Local authorities in populous provinces such as Hebei, Jiangxi and Henan have forecast road traffic to fall by as much as 20% during this Mid-Autumn Festival from last year.

As of Aug. 31, bookings for domestic air travel during the holiday are 38.5% lower than 2021, data tracked by ForwardKeys showed, while flight bookings for Golden Week travel are expected to fall by 23.8% from last year.

Road traffic in the southwestern city of Chengdu, which has extended its COVID lockdown, is down 50% this week from a year earlier, according to Baidu data.

In the fourth quarter, gasoline, diesel and jet fuel demand are expected to increase by about 530,000 bpd from the third quarter to 8.55 million bpd, Energy Aspect’s Sun said, adding that demand could fall further if COVID cases increase.

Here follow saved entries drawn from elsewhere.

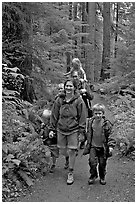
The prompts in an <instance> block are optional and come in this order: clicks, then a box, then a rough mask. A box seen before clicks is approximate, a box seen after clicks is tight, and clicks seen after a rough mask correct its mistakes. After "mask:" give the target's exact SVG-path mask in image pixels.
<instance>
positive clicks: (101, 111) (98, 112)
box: [92, 103, 105, 120]
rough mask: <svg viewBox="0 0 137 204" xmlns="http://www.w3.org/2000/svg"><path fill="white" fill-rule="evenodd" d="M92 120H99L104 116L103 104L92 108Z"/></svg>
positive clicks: (104, 108)
mask: <svg viewBox="0 0 137 204" xmlns="http://www.w3.org/2000/svg"><path fill="white" fill-rule="evenodd" d="M92 111H93V116H94V118H96V119H98V120H100V119H101V118H102V117H103V116H104V114H105V106H104V105H103V104H100V103H97V104H95V105H94V106H93V107H92Z"/></svg>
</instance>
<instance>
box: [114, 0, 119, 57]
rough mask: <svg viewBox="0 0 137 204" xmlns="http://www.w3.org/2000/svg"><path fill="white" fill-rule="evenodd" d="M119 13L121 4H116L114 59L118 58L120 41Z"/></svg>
mask: <svg viewBox="0 0 137 204" xmlns="http://www.w3.org/2000/svg"><path fill="white" fill-rule="evenodd" d="M118 11H119V3H116V32H115V33H116V34H115V53H114V57H115V58H116V57H117V39H118Z"/></svg>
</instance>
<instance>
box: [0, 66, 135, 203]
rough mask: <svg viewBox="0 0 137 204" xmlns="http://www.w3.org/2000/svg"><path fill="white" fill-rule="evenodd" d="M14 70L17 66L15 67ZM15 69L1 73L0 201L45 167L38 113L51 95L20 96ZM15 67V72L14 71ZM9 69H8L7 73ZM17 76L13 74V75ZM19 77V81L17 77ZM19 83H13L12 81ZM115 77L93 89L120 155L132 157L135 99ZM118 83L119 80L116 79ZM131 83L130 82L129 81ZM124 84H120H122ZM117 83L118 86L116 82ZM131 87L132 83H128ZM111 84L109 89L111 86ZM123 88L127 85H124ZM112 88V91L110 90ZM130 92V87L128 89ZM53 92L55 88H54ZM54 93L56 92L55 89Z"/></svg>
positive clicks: (14, 196) (47, 100)
mask: <svg viewBox="0 0 137 204" xmlns="http://www.w3.org/2000/svg"><path fill="white" fill-rule="evenodd" d="M16 70H17V69H16ZM16 70H13V71H11V70H10V69H8V73H6V74H5V73H4V76H6V78H4V80H5V81H3V97H2V101H3V103H2V109H3V111H2V153H3V154H2V177H3V189H2V191H3V201H15V200H16V197H18V196H19V195H20V193H21V192H22V189H23V191H24V189H25V188H27V187H31V186H32V185H33V181H34V180H35V179H36V178H37V177H39V175H43V174H45V173H46V172H47V171H48V168H49V149H48V148H47V147H45V146H44V145H43V142H42V139H41V137H40V134H41V122H42V119H41V114H42V112H43V110H44V108H46V107H47V106H51V105H52V102H53V99H54V95H52V93H53V91H55V88H53V90H52V86H51V93H49V94H47V96H45V98H44V97H43V98H40V99H39V100H35V102H34V103H30V102H28V101H24V100H23V99H22V98H21V95H20V93H21V90H22V86H21V82H22V81H20V80H19V78H18V77H17V74H16ZM14 71H15V72H14ZM11 72H12V73H11ZM9 74H10V76H11V74H12V79H13V80H12V82H13V83H12V89H9V88H11V86H9V85H10V83H11V81H8V83H7V76H9ZM16 77H17V78H16ZM18 80H19V81H18ZM17 81H18V82H19V83H16V82H17ZM117 82H118V81H117V80H115V79H112V81H109V83H108V82H105V83H101V84H96V85H95V86H94V87H95V91H97V92H98V90H101V88H102V87H103V92H101V91H99V94H101V96H102V97H103V98H104V100H107V104H108V109H110V111H111V112H112V113H113V114H114V116H115V123H114V127H115V130H116V131H115V132H116V140H117V148H118V150H119V154H120V156H126V157H129V158H132V159H135V132H134V130H135V117H134V116H135V99H134V97H133V96H134V94H133V95H131V94H128V93H127V92H126V94H125V95H121V93H120V92H119V91H118V92H117V89H115V86H114V84H115V85H116V87H117ZM119 84H120V82H119ZM132 85H134V84H133V82H132V83H131V84H130V90H131V86H132ZM123 86H124V84H122V87H123ZM119 87H120V86H119ZM132 87H133V86H132ZM112 88H113V89H112ZM125 88H126V89H127V88H129V87H127V86H125ZM112 90H113V91H112ZM132 91H133V92H134V89H132ZM55 92H56V91H55ZM55 94H56V93H55Z"/></svg>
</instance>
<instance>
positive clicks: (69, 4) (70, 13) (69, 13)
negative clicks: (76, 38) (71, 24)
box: [69, 2, 72, 20]
mask: <svg viewBox="0 0 137 204" xmlns="http://www.w3.org/2000/svg"><path fill="white" fill-rule="evenodd" d="M69 20H72V2H69Z"/></svg>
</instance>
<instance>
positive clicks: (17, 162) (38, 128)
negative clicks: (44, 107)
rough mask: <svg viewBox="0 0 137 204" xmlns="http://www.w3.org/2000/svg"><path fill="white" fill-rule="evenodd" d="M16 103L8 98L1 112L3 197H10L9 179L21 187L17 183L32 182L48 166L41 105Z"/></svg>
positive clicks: (14, 183)
mask: <svg viewBox="0 0 137 204" xmlns="http://www.w3.org/2000/svg"><path fill="white" fill-rule="evenodd" d="M20 103H22V104H20V107H17V105H16V103H15V104H14V103H12V101H9V100H6V101H5V102H3V112H2V114H3V115H2V119H3V123H2V131H3V138H2V141H3V144H2V176H3V199H4V200H5V199H7V196H9V197H10V194H11V192H12V191H11V189H10V188H9V184H8V181H10V184H11V181H12V185H13V184H14V186H15V187H17V188H18V183H20V184H21V185H23V183H24V184H25V185H27V186H31V185H33V180H34V178H35V177H36V176H37V173H38V172H39V171H40V172H41V173H42V171H43V168H45V172H46V171H47V170H48V168H49V156H50V154H49V153H50V152H49V148H48V147H46V146H44V145H43V141H42V139H41V136H40V135H41V134H40V130H41V128H40V124H41V122H42V119H41V117H40V116H39V114H38V111H39V107H34V108H32V107H31V106H30V104H29V103H27V104H26V102H23V101H22V102H21V101H20ZM22 182H23V183H22Z"/></svg>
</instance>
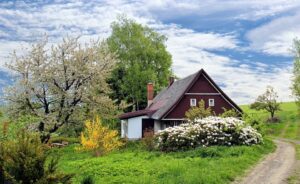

For aviation fuel, demand of about 500,000 bpd is less than half of the 1.1 million to 1.2 million bpd in pre-pandemic days, said Mukesh Sadhav, head of downstream and oil trading at consultancy Rystad Energy.

“The resumption of road traffic and diesel will rely more on the growth of the macro-economy,” he said.

Still, Sadhav said, China’s fuel use could edge up 100,000 bpd this year to 8.2 million bpd, with demand expected to rebound after the Communist Party Congress in mid-October.

“The overall oil demand is expected to pick up by 500,000 bpd in November from a year earlier and 1 million bpd in the December-February period with China’s policies becoming clearer,” he said.